Let me just say upfront that I’m very bad at analyzing poetry. I know the emotions it creates in me, I know what I think and feel when I read it, but when it comes to writing that down, language fails me. Or maybe I fail it. Anyway.
Alejandra Pizarnik is a woefully unknown poet who died far too young nearly 45 years ago when she took an overdose of sleeping pills. Her poetry is dark and full of violent imagery, stemming from the isolated and difficult childhood she endured as the daughter of Russian-Jewish immigrants in Argentina.
“Exchanging Lives” is a collection by Susan Bassnett, currently a professor of comparative literature at the University of Warwick, UK. Bassnett is also a “translation theorist”, author of several scholarly books on literary criticism, a translator and a poet. Her own poems appear in “Exchanging Lives” intermingled with Pizarnik’s, which are published in the Spanish original and in Bassnett’s English translation. The book is divided into three sections: a selection Pizarnik’s own poems from her book “Diana’s Tree” with translation, Pizarnik’s and Bassnett’s poems and finally Bassnett’s own work.
The second part is a dialogue between the two women as Pizarnik writes of loneliness, loss and death; Bassnett of sexual encounters, motherhood and family discord. Both write about identity: lack of it, searching for it, defining it based on others’ thoughts and actions. Pizarnik’s poems consist of a few lines and yet in less than 25 words she conveys her pain and yearning with searing exactitude. Bassnett’s responses are much longer with sweeping imagery and metaphors.
In Pizarnik’s work there is a desire for connection conjoined with a sense of impending tragedy; as though she knows what she wants will never be hers. In Bassnett’s there is a need to be seen as something other than mother, lover or wife and to escape the condemnation of not being perfect in those roles.

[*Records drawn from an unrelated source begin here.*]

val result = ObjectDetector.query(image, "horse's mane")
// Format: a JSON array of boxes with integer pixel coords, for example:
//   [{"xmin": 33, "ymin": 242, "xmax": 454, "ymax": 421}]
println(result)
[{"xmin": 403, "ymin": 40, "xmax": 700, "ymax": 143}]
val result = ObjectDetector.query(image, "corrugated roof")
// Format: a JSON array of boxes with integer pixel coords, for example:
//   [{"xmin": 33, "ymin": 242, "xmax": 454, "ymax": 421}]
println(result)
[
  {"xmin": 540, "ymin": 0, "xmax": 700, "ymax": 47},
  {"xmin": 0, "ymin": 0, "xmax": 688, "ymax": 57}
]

The third section, “Asia of my Imaginings,” is entirely Bassnett’s work and there you can see the influence Pizarnik has had on her. The poems become shorter, almost haikus, and the language is sparse and precise as they become like a song. A tale of a woman caught up in the epic of Genghis Khan, the story has echoes of an epic poem from Old English. Bassnett admits she could not have written these poems without translating Pizarnik’s first, an experience that freed her to experiment and take greater risks with her own writing.
(Whilst my Spanish is far too rusty to comment on the translations I will say some are a bit clumsy and some appear to be extremely good. Translation is, after all, a subjective science and I’m sure no two translators ever agree on identical interpretations.)